The common theme, though, is that you have to transcribe from somewhere else into your Reminders app for things to be tracked usefully. Unfortunate, but preferable to losing inspirations that strike you in the moment.
@Sebby Yes, for example, OmniFocus can update the Reminders (to pull from it, then delete). If the recording app could do that, too, I could have a single inbox.
@mjtsai I just use the drafts complication for notes, not reminders. For reminders, I've found that the simple "Hey Siri, remind me to [action] at [target time]" is one of the few reliable Siri system commands. My my Watch 11, I enabled raise to talk, so I don't even need to say "Hey Siri" for this to work.
@MikeyP Raising never worked that well for me. I’ve been using Hey Siri for this, and triggering works fine. The issue is that it often tries to parse what I said and gets it wrong when I just wanted to enter literal text. Also, it doesn’t work offline.

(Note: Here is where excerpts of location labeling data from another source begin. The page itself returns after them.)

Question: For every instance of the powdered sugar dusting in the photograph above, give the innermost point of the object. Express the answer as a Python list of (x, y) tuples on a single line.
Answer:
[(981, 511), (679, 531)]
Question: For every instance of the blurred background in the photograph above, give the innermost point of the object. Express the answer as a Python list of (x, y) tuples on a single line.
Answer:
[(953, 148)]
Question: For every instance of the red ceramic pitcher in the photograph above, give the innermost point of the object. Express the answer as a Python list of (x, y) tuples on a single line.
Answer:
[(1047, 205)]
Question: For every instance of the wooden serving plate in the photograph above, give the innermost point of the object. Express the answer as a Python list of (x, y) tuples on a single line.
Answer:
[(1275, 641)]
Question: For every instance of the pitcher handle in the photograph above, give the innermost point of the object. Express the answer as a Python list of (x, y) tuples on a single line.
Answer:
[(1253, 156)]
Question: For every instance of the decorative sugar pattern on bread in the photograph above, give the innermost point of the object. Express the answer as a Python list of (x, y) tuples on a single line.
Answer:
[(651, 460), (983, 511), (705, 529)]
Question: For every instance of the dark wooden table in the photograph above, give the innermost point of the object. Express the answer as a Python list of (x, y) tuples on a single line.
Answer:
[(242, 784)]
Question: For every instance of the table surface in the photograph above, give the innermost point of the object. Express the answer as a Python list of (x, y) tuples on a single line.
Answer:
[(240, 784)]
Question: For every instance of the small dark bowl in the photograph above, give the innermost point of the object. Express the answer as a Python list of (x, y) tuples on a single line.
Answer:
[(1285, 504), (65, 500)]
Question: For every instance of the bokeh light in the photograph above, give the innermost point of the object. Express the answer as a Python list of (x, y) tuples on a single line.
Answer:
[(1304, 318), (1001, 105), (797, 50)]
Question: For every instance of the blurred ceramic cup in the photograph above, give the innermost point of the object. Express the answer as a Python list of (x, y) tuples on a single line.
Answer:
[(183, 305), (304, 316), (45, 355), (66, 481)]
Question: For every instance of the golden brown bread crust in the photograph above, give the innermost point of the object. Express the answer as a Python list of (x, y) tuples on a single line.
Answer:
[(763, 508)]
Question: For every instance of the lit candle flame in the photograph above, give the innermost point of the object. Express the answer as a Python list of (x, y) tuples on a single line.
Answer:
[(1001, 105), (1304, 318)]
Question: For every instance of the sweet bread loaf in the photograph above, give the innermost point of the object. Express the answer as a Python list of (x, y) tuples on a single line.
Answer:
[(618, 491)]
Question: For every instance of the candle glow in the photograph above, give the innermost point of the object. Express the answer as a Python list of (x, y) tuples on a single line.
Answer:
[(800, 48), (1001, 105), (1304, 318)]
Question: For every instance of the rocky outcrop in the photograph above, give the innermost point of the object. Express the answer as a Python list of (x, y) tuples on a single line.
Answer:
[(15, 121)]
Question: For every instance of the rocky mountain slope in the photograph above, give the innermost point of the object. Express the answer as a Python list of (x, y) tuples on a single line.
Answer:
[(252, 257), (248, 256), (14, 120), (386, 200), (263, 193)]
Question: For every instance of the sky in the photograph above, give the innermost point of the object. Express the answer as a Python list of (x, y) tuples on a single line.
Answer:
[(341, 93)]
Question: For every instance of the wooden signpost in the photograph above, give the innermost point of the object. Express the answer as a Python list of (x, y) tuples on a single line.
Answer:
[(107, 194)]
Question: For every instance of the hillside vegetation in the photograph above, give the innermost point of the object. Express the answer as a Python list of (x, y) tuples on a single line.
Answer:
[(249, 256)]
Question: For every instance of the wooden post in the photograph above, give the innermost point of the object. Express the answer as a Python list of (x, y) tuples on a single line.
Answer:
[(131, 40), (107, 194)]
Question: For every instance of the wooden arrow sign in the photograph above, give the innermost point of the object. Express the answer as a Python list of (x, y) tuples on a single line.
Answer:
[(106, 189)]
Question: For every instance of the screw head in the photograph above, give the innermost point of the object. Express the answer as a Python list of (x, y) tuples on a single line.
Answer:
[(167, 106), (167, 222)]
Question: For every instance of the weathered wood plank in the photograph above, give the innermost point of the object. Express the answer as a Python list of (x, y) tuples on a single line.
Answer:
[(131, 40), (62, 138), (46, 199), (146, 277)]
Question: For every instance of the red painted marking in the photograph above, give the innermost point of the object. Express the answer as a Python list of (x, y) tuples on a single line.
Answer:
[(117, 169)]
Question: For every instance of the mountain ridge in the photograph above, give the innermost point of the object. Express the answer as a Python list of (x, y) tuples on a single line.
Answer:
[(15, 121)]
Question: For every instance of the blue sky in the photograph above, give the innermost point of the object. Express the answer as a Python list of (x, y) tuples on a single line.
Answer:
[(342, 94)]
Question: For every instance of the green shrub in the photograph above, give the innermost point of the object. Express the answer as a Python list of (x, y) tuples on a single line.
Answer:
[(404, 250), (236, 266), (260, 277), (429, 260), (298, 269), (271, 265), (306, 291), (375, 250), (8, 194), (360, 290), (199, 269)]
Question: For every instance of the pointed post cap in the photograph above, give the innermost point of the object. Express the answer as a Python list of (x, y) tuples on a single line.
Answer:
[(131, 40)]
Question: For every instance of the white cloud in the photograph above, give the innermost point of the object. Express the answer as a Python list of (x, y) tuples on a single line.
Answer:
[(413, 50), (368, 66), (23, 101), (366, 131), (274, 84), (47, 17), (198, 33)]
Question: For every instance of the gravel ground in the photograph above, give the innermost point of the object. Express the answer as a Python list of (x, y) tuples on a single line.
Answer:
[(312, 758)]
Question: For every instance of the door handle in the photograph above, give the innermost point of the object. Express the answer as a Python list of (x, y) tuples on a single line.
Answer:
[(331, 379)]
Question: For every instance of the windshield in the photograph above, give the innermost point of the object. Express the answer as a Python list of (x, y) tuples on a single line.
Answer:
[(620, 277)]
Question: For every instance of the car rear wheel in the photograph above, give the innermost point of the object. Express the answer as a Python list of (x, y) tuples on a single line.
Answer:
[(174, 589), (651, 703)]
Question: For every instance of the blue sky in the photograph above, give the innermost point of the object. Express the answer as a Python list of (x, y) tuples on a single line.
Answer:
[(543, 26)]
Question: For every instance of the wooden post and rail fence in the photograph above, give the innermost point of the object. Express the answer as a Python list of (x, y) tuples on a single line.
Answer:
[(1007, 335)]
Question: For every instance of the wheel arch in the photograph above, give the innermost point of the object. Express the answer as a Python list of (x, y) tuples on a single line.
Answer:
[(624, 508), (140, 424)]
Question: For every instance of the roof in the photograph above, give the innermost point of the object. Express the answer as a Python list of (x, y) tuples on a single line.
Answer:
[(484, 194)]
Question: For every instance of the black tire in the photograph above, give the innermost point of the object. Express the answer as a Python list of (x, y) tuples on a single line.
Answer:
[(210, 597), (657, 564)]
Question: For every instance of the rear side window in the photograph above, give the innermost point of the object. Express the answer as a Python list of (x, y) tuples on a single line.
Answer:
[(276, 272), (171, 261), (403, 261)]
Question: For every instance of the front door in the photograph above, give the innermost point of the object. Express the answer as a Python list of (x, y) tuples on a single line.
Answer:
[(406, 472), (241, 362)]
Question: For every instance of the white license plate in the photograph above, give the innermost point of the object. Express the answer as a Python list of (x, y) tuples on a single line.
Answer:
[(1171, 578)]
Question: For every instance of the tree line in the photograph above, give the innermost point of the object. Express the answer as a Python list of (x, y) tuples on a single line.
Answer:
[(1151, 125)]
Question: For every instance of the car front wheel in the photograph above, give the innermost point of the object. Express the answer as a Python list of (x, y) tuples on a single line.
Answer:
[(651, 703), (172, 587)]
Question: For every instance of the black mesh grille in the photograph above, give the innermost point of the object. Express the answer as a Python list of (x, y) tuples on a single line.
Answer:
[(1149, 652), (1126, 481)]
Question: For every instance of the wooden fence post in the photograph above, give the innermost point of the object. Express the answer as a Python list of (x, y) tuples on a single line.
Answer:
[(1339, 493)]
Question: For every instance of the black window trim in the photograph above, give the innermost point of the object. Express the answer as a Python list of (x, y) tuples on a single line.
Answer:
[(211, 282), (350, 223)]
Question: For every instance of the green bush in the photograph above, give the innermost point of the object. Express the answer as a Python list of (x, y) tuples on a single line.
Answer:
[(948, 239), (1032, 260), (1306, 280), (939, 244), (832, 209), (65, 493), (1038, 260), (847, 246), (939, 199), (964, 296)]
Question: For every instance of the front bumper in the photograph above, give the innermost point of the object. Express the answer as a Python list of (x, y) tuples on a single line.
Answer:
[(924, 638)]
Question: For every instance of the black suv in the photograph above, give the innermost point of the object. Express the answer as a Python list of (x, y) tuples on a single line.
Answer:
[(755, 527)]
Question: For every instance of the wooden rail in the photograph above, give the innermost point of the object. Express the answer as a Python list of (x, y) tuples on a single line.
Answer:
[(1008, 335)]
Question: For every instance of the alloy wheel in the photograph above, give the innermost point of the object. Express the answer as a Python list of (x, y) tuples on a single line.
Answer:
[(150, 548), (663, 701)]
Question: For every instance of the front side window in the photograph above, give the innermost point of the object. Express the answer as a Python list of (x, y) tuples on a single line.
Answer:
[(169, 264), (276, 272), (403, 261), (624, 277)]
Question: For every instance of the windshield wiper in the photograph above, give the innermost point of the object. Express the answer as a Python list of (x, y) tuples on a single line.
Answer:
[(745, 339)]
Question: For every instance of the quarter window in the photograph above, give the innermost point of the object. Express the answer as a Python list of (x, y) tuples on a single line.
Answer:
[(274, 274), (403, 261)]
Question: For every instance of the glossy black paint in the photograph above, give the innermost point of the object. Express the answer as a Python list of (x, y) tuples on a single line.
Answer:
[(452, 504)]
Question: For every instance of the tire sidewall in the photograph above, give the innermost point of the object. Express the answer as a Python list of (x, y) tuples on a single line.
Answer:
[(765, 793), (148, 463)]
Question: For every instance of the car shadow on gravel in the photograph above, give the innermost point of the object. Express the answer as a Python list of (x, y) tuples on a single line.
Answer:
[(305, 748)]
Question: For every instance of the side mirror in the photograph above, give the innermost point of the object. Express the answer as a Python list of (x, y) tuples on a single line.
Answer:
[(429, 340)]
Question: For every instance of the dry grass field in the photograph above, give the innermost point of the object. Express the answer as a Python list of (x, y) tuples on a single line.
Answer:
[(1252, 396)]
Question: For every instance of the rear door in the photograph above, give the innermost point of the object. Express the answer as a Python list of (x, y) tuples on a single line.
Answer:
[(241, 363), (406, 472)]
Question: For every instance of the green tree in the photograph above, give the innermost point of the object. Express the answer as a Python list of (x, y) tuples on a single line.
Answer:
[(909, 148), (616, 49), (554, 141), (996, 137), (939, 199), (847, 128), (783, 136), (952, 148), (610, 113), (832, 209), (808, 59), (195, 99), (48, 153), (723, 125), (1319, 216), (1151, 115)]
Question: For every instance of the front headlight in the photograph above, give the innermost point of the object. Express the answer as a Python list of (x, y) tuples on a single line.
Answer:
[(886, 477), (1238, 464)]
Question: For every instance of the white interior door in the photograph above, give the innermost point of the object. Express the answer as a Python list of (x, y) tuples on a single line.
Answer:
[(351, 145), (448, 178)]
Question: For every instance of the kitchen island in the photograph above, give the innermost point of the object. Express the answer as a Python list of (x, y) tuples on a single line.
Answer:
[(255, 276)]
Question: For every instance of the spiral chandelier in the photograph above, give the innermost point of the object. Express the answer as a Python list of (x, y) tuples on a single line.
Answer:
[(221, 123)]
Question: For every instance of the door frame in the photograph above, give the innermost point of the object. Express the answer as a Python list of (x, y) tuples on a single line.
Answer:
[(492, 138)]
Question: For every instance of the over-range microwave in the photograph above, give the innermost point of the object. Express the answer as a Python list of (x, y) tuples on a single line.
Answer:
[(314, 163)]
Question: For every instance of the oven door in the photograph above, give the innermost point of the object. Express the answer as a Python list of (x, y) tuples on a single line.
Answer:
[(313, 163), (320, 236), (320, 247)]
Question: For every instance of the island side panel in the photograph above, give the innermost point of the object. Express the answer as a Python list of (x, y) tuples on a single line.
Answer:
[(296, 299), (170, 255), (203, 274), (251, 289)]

"Something like a shoulder-strap-connected Psion organiser, with integrated stylus and keyboard, and fold-out screen, or something?"
You're describing the Apple eMate 😆
Seriously, though, if someone made a device with the hardware of a reMarkable Paper Pro Move and the software of a Newton, I'd be so happy.
As for the Pebble Index: I often have random ideas at odd times, and I just manually enter them into Notesnook on my phone. I'd find a device like this useful, but I can't in good conscience buy a disposable electronic device.